Despite the snub, I, like millions of people across the globe, have an ongoing interest, fascination, and investment in the lives of these remote, multimillionaires across the Atlantic Ocean. I joined along with those millions, set the alarm for 5 am, poured a cup of tea, donned a fascinator, and tuned in to watch the Duke and Duchess of Sussex exchange their vows on May 19th, 2018.
Could there perhaps be a psychological explanation for our collective oohing and ahhing over all things royal?
Spoiler alert, if you haven’t read any of my pieces prior to this one, there’s always a psychological explanation.
When Bad Things Happen to Good Royals
The Royals help us to maintain a belief that the world is a fair and orderly place. Despite all evidence to the contrary, humans tend to cling to this belief, that good things happen to good people, and bad things happen to bad people. In psychological parlance, this is known as the Just World Fallacy.
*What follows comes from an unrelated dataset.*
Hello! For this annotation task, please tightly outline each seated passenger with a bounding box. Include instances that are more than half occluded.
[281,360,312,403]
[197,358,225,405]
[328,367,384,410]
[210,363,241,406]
As is true with thinking errors in general, we have a tendency to seek out and remember the supporting evidence, while ignoring facts to the contrary. Meghan and Harry’s love story has all of the ingredients required to support this belief; Prior to her acting career, Meghan led an average, bordering on mundane, life.
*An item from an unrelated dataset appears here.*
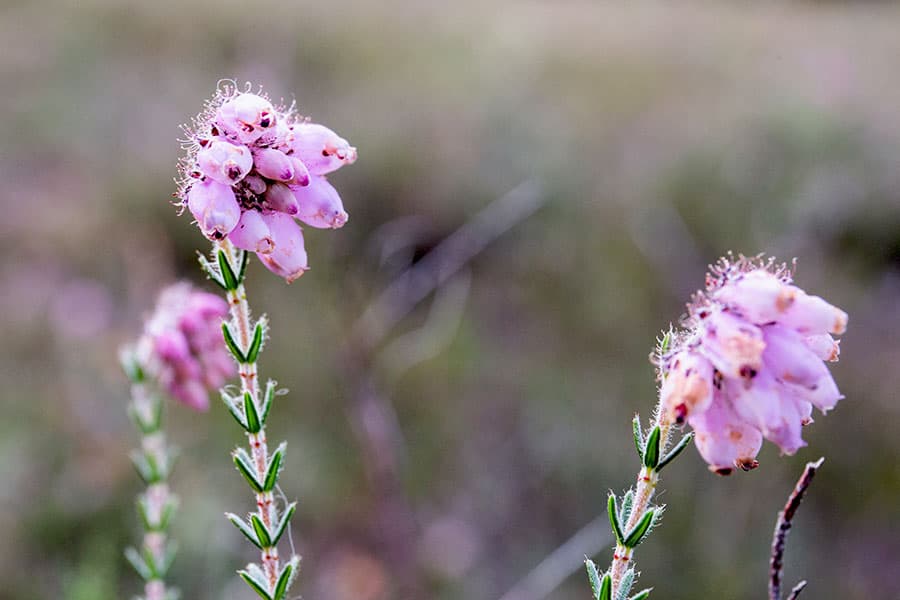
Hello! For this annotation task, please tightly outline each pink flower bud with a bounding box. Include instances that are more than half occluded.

She was raised by a single mother, attended college, and had a marriage and divorce already under her belt. Although Harry’s life is far from average, ever since the world watched and grieved the death of his mother alongside him, we’ve been rooting for him to succeed.
If they can find each other and live out the happily ever after fairytale, then we can feel that much more secure that there is some order or guiding principle to the world. It feels safer, more controllable.
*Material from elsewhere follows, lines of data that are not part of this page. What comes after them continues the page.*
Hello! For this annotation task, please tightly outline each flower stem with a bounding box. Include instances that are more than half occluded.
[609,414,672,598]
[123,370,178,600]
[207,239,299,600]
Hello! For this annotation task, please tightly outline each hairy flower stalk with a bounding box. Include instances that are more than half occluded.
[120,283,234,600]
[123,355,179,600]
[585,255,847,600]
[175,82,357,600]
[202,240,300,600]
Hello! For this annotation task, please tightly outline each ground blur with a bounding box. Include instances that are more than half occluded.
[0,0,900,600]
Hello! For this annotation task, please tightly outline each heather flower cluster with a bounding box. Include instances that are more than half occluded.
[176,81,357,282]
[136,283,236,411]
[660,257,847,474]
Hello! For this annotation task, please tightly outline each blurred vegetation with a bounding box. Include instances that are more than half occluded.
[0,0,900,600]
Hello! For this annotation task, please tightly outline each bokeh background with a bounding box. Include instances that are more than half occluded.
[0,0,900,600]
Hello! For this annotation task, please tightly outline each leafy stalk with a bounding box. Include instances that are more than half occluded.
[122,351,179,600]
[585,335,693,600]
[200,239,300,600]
“You cannot escape the responsibility of tomorrow by evading it today.”
— Abraham Lincoln
“You can postpone the responsibility of tomorrow by indulging in a little royal watching today.” – Jana Scrivani
They provide a much-needed respite from the cares of the real world. Regardless of where you fall on the political spectrum these days, one thing we can all agree on is that, as a society, we are more stressed than ever. We work longer hours, spend less time with our families, our purchasing power has decreased and our expenses have increased. It’s no wonder that sales of alcohol have skyrocketed and opioid addiction is rampant.
People are desperate to escape, and in the grand scheme of things, what could seem more harmless than spending a few hours lost in a world of carriages and castles, queens and tiaras?
All The Lonely People…
Harry, Meghan, William, Kate, (and even Charles and Camilla) fill a void. We are lonely.
Lonelier than ever if you check out this recent study. I was a freshman in college in late August of 1997, just completing orientation, when the news broke that Princess Diana had been killed in a car crash in a tunnel in Paris. We all felt connected to the young Princes, watching them trail behind their mother’s coffin, bedecked in flowers and a card, reading only “Mummy,” in a childish scrawl.
We watched the extended courtship between William and Kate, slowly accepted Camilla, laughed and cried with each new Royal addition. We feel like we know them, we grew up with them. Since we can’t pop down to the local for a pint with them, we must be content with attending their weddings, christenings, and public walkabouts.
It fulfills a need for connectivity that many find lacking in their own lives.
Everything to Everybody
It’s easy to project onto their blank screens. We already know that the British royals are a rarified lot, however, their transcendence of the worldly sets them apart even further. The Queen is not permitted to vote, or to express much of an opinion about politics or world affairs.
For someone who’s lived the entirety of their lives in the public eye, beyond her love of corgis, the world knows little about the Queen’s personality.
Although Charles is often more outspoken than his Mum would care for, in general, the Royal Family holds itself apart from such things. They support socially safe causes like poverty and homelessness. Although I must say this psychologist is thrilled that they’ve begun talking about mental health with their Heads Together campaign. This allows people across the political and ideological spectrum to believe whatever we care about them.
We can mold them to fit our fantasies.
Since I am not a citizen of the Commonwealth, I don’t feel particularly qualified to comment about whether The Royal Family is an anachronism or not, good or bad for the country, a drain on the British taxpayer, and so forth.
What I do believe is that they have become a symbol of hope for many, and represent a brief respite from the cares of our complicated, modern world.